COVID-19 FAQ

Q: How is COVID-19 transmitted?
A: COVID-19 illness is spread mainly from person to person through respiratory droplets (mucous from the nose and throat) when a person who has COVID-19 illness coughs or sneezes and another person comes into contact with the infectious droplets. This is how the flu and many other respiratory illnesses spread. Respiratory droplets can land in the mouths or noses of people who are nearby or possibly be breathed into the lungs. Spread of the virus is more likely when people are at a close distance, such as within about 6 feet. Some information has been reported that the virus that causes COVID-19 is in the fecal matter (bowel movements) of infected patients. While CDC does not report this as a clearly understood way the virus is transmitted, it remains important to wash your hands after using the restroom. In some environments, the virus that causes COVID-19 can survive on surfaces, so regular sanitation of shared surfaces is important.

Q: Can a person spread the infection if they don’t feel sick?
A: People are thought to be most contagious (able to spread the virus) when they are symptomatic (the sickest). That is why CDC recommends that these patients be isolated either in the hospital or at home (depending on how sick they are) until they are better and no longer pose a risk of infecting others. More recently, the virus has also been found in persons who do not have symptoms. This is why social distancing, good respiratory hygiene, including good hand washing, and staying at home unless you have to go out for food, supplies, or essential work, are important ways to reduce the spread of this virus.

Q: How long can a person spread COVID-19?
A: At this time, health officials do not know when someone with COVID-19 becomes contagious. The Centers for Disease Control and Prevention (CDC) is working with public health agencies and scientists to learn more about COVID-19.

Q: If you've already had COVID-19, can you get it again? Do you still need to wear a mask and practice social distancing?
A: Due to the SARSCoV 2 being a novel (new) virus, there is not clear scientific evidence concerning the body's ability to develop long term immunity. So, even if a person has had COVID 19 and has recovered, the person should still maintain social distancing, follow good hand washing or hand sanitizing practices, and wear a cloth face covering when in public.

Q: Why are face coverings required?
A: Face coverings reduce community spread of COVID-19. With more people wearing face coverings, hospitals can continue to provide elective medical procedures and our economy can continue to reopen.

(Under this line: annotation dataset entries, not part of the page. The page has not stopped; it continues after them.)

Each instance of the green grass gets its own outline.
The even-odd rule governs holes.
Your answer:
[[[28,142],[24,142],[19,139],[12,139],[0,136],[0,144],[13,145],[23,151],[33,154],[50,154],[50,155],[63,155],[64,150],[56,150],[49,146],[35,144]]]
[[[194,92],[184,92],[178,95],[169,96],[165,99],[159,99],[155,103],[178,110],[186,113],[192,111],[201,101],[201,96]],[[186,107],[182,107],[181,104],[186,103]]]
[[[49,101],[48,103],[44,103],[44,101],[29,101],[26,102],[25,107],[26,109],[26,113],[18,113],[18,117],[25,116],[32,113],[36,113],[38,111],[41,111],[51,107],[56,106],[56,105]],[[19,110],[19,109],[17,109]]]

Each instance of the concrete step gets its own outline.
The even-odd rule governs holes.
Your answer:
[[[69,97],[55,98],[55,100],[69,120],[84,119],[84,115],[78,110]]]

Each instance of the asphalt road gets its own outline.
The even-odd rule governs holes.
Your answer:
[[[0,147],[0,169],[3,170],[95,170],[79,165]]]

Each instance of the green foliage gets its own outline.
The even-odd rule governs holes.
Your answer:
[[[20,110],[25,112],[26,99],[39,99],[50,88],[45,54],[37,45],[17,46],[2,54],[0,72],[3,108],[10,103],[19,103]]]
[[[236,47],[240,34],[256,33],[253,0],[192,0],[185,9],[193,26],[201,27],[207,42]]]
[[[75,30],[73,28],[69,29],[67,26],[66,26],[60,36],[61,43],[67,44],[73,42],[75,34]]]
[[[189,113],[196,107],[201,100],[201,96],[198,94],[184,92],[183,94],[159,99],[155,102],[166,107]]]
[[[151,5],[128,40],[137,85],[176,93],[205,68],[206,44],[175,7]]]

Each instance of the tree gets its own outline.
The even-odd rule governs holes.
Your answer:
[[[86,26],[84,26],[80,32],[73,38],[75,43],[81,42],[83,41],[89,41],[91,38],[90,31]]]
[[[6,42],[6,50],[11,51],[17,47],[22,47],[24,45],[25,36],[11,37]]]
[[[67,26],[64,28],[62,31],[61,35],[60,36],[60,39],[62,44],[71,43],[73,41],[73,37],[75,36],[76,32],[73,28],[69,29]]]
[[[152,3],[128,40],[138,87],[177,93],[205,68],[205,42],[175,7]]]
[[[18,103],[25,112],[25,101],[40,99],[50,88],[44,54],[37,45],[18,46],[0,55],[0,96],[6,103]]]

Q: Do I have to wear a face covering while eating or drinking at a bar or restaurant?
A: No, but servers and employees who interact with customers must wear face coverings. Restaurants and bars may enforce stricter rules requiring customers to wear face coverings.

Q: Are face coverings required at outdoor athletic events?
A: Yes. Players, coaches, officials, and spectators must wear face coverings except that players and officials are not required to wear face coverings when directly participating in the athletic activity.

Q: Are face coverings required when groups of friends get together or at other gatherings?
A: Yes, if the gathering is not at an individual’s home and people in the group are not members of the same household and social distancing cannot be achieved.

Q: Are face coverings required at places of worship?
A: Organizers of religious gatherings are strongly encouraged to read and implement the Alabama Department of Public Health’s “Guidelines for Places of Worship,” see Page 4.